Here’s a snapshot look at the overall state of Ohio’s 27,000-plus bridges.

For starters, a good number of them have dubiously merited the tag “structurally deficient” that has been applied to them by the United States Department of Transportation in its 2013 report on bridges across the country. That term means that an important element of a bridge — its deck, say, or its substructure — is in poor condition or even worse.

The solace that Ohio residents can take in knowing that they are not alone in dealing with bad bridges is undercut by the sheer problem posed nationally by obsolete and failing infrastructure.

Recent analysis of the information released by the DOT indicates that there are more than 63,000 structurally deficient bridges across the country. About 2,240 of them are in Ohio, which places the state as 11th in terms of the overall number of compromised bridges within its borders. Ohio ranks 37th in terms of deficient bridges as a percentage of all bridges within the state.

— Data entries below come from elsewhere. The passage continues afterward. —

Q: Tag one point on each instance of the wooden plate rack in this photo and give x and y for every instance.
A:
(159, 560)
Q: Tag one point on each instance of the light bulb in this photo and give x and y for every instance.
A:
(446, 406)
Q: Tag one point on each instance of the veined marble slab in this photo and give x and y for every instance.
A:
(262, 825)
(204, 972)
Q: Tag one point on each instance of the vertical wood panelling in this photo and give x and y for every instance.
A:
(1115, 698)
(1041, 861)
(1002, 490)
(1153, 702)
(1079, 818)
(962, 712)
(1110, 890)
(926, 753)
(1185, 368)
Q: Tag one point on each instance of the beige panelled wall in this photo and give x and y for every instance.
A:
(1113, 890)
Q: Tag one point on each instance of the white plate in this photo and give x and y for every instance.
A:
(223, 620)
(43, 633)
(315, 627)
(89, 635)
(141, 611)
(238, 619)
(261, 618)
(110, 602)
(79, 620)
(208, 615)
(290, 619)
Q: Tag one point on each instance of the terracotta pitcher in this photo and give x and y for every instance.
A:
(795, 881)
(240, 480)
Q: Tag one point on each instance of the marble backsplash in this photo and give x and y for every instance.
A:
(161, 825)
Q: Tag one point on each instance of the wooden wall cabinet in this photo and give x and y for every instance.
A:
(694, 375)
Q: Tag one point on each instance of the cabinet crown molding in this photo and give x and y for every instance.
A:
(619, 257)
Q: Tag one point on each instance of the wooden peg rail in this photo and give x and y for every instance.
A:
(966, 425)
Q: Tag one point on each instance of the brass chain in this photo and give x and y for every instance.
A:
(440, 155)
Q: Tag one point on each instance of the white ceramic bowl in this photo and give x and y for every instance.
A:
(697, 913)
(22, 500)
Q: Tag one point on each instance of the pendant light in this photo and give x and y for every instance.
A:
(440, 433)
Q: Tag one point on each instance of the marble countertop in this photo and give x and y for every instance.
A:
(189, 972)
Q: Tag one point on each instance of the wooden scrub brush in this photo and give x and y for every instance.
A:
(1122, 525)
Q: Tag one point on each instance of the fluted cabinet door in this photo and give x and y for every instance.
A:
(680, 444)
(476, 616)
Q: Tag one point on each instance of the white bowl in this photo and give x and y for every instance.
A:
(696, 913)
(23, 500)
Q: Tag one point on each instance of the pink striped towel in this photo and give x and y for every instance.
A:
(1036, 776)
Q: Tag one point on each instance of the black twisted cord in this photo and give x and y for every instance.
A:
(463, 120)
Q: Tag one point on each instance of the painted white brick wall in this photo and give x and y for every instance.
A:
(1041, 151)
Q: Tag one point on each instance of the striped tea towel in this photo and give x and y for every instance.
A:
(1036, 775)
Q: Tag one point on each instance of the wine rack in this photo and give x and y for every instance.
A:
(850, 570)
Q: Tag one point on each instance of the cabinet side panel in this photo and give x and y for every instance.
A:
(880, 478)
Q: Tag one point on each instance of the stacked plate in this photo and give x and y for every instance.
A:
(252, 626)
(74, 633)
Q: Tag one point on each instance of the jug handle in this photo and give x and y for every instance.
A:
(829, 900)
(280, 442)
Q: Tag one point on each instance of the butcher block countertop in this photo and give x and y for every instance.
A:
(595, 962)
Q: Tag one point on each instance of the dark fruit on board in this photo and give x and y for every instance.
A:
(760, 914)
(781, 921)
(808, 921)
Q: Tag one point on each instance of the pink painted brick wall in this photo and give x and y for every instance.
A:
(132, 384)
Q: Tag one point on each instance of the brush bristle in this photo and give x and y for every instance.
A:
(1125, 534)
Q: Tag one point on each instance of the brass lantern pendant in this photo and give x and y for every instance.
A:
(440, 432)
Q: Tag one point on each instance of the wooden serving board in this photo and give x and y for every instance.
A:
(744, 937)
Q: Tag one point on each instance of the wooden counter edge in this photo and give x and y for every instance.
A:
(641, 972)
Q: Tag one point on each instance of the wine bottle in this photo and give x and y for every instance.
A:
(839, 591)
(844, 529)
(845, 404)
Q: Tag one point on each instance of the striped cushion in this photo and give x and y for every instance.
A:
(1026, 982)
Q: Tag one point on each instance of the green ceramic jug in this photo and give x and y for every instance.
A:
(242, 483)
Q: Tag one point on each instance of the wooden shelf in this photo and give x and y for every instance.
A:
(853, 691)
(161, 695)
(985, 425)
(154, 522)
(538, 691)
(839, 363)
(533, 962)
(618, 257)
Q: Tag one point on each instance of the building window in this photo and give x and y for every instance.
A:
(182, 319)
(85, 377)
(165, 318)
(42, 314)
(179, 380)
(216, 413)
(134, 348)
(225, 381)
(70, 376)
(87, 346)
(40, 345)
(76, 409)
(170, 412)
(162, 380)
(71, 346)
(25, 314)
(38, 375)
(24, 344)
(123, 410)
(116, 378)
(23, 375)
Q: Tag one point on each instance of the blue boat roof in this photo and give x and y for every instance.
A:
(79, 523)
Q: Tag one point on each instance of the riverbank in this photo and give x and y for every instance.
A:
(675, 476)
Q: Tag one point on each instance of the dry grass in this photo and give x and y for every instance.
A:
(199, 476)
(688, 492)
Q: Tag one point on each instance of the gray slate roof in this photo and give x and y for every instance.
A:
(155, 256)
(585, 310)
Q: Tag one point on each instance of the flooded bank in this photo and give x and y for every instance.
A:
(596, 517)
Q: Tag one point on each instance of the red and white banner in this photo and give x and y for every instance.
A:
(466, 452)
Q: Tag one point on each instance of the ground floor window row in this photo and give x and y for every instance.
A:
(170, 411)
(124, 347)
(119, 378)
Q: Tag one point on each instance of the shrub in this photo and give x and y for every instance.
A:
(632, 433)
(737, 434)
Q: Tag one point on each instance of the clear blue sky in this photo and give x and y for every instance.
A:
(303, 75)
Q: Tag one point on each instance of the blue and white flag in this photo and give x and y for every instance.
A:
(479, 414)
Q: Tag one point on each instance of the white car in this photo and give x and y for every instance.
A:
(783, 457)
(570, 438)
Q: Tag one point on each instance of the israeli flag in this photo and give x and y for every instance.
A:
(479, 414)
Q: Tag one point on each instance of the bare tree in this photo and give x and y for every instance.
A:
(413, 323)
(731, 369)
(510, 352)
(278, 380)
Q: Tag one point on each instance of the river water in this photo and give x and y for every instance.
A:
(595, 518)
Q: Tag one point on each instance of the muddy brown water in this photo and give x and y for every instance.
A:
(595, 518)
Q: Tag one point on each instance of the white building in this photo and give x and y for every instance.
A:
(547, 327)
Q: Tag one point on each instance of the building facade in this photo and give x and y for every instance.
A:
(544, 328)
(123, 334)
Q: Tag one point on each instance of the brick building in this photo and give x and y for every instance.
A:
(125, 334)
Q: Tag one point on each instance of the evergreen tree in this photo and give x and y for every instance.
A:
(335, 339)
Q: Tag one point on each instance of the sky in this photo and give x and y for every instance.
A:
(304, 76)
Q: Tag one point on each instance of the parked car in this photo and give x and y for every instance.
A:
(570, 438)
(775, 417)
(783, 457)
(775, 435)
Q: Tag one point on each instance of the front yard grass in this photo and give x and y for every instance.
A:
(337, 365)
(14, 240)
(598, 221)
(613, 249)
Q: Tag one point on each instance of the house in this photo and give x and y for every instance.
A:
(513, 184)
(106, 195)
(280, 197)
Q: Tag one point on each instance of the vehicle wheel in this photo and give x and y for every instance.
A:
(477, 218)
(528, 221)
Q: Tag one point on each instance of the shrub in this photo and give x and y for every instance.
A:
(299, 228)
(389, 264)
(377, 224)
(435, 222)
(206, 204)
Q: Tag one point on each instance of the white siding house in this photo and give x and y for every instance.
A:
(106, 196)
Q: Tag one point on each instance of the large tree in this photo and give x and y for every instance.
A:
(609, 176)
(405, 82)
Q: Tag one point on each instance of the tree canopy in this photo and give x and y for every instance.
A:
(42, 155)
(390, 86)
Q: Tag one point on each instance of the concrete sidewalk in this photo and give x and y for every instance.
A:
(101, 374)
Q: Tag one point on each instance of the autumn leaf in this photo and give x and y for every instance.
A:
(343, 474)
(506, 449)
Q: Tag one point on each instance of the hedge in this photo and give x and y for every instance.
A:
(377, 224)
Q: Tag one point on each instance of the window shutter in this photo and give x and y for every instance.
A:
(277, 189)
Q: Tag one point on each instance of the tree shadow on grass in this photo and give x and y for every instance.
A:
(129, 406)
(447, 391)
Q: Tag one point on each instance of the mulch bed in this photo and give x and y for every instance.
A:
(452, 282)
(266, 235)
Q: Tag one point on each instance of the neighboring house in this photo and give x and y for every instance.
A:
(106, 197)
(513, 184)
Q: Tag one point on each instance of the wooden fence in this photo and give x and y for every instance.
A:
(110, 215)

Car accident risks are obviously heightened in Ohio and nationally by the country’s aging bridges, a point implicitly made by the American Road & Transportation Builders Association in its analysis of government data.

A central point made by an ARTBA economist in commenting on the DOT report is that national legislators will need to make brave and sustained efforts to fix what is called the “bridge problem.”

According to ARTBA, nearly 2,700 bridges have been built in Ohio since 2004. Since that time, 1,343 bridges have reportedly undergone major reconstruction.